New York: Discounts tied to buying virtual goods have little impact on profitability and do not increase the number of customers making purchases, say economists from the University of Chicago.
In an experiment that involved more than 14 million app players of mobile games by King Digital Entertainment — maker of Candy Crush Saga — the researchers designed a series of quantity discounts which were offered to different groups of customers for a three-month period.
The team including researchers Steven Levitt, the William B. Ogden Professor of Economics, and John List, the Homer J Livingston Professor of Economics and King conducted the field experiment together.
In the most extreme intervention, players were offered a more than 60 per cent discount for intermediate-size purchases and a more than 70 per cent discount for large-size purchases.
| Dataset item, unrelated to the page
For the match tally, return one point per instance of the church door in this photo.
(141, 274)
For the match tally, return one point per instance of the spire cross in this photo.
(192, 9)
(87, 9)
Analysis of players’ responses to the discounts show that quantity discounts had virtually no effect on the share of players making a purchase.
“Customers who made small and infrequent purchases tended to spend more when offered the largest quantity discounts, while customers who were already large buyers tended to spend less. The net result was no impact on revenues or profit,” the study noted.
Data suggests some consumers who would have made small purchases were discouraged from doing so when faced with large quantity discounts.
The researchers said their findings challenge traditional theoretical thinking on quantity discounts, particularly that such practices increase company profitability.
“This project was an example of using experimental methods to test a much more radical shift in strategy,” Levitt noted.
King’s games for smartphones, tablets and other devices are free to users.